I don’t have a huge dog in this fight since, by lefty standards anyway, I’m pretty open to policies that humanely restrict illegal immigration. But I have a couple of questions for Jason R that I’m genuinely interested in. First, there’s this:
Labor force participation of women rose steadily starting with the feminist revolution of the 60s. However, participation peaked in the late 90s and has been declining ever since. In other words, for the past couple of decades this is a problem that’s not restricted just to men. Is illegal immigration affecting the labor force participation of women the same way?
Second, if illegal immigration really is a factor, then labor force participation of native workers should be correlated with the amount of illegal immigration.
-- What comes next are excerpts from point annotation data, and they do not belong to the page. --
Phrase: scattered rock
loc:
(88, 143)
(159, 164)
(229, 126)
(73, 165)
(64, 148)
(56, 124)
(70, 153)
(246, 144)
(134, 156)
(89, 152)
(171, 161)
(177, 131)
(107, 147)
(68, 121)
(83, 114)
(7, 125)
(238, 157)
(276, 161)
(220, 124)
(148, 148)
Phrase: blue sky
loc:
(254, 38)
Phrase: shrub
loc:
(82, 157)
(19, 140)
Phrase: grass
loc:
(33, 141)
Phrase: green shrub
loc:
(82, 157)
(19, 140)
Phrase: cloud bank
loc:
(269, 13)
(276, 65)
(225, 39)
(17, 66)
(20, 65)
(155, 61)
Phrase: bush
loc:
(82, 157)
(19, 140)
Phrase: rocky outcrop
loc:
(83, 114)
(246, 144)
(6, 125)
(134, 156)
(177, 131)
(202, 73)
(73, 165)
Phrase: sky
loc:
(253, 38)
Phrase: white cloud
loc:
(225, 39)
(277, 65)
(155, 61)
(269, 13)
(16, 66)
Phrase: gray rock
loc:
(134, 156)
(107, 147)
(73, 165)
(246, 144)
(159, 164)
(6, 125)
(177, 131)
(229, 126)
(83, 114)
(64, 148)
But it doesn’t seem to be:
I don’t want to make too much of this, since the Great Recession obviously had a big impact on both illegal immigration rates and labor force participation. Still, overall labor participation turned down in 2000 and then turned down even more in 2009. But illegal immigration rates didn’t change in 2000, and they changed in the wrong direction in 2009. Lower immigration rates should have increased labor force participation. What’s more, labor force participation among men has been dropping steadily since the 60s, with the rate hardly changing at all even as illegal immigration has spiked up and down.
There are so many other, bigger factors that affect labor force participation that I don’t really expect much from this comparison. But I’d expect at least a glimmer of something if unauthorized workers from Mexico really are causing native workers to just give up on the job market. Why don’t we see anything?